Project setup (example)
- Initialize project:
mkdir pure-d-appcd pure-d-appnpm init -y - Install minimal tooling (example with Vite + React):
npm install react react-domnpm install -D vite - Create simple file structure:
- src/
- index.jsx
- App.jsx
- components/
- Button.jsx
- Card.jsx
- styles/
- vars.css
- reset.css
- src/
Component guidance
- Make components small and focused: one responsibility per component.
- Prefer props for configuration; avoid implicit global state.
- Keep styling local and predictable (CSS modules, utility classes, or scoped CSS).

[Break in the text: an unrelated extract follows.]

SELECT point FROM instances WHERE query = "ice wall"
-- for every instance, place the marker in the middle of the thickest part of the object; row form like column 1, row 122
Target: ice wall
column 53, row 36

- Use pure functions for rendering when possible (no side effects in render).
- Example Button.jsx (conceptual):
export default function Button({ label, onClick, variant = ‘primary’ }) { return ;}
State management
- Start with local component state (useState or equivalent).
- Lift state only when multiple components need the same data.
- For global state, prefer minimal, explicit stores (context with reducer, or tiny state libraries).
- Keep side effects outside pure reducers; use effects/hooks for async work.
Styling approach
- Define design tokens in vars.css (colors, spacing, type scale).
- Use a small set of utility classes and component-scoped styles.
- Avoid heavy CSS frameworks that add unused rules; prefer handcrafted, purposeful styles.
Accessibility (a11y)
- Always include semantic HTML (buttons, forms, headings).
- Ensure keyboard navigation and focus states.
- Provide ARIA attributes when necessary, but prefer native semantics.
- Test with screen readers and Lighthouse.
Performance tips
- Code-split by route or heavy components.
- Compress assets and serve modern image formats.
- Use memoization for expensive renders.
- Minimize reflows; avoid deep DOM trees for simple UIs.
Testing
- Unit-test pure functions and component output.
- Use integration tests for state flows.
- Add end-to-end tests for critical user journeys.
Example: Build a small card list
- Create Card component (title, body, actions).
- Compose a CardList that maps data to Card components.
- Load data via a simple fetch hook; keep fetch logic separate from rendering.
- Paginate or virtualize lists when large.
Migration checklist (from heavy frameworks)
- Audit bundle for unused dependencies.
- Replace large UI libraries with focused components.
- Extract shared UI patterns into a small design-token-based system.
- Introduce incremental refactors rather than rewrites.
Conclusion
Pure-D is about making choices that favor clarity, tiny surface area, and predictable behavior. Apply its principles progressively: start with tokens and tiny components, keep state explicit, and prioritize accessibility and performance.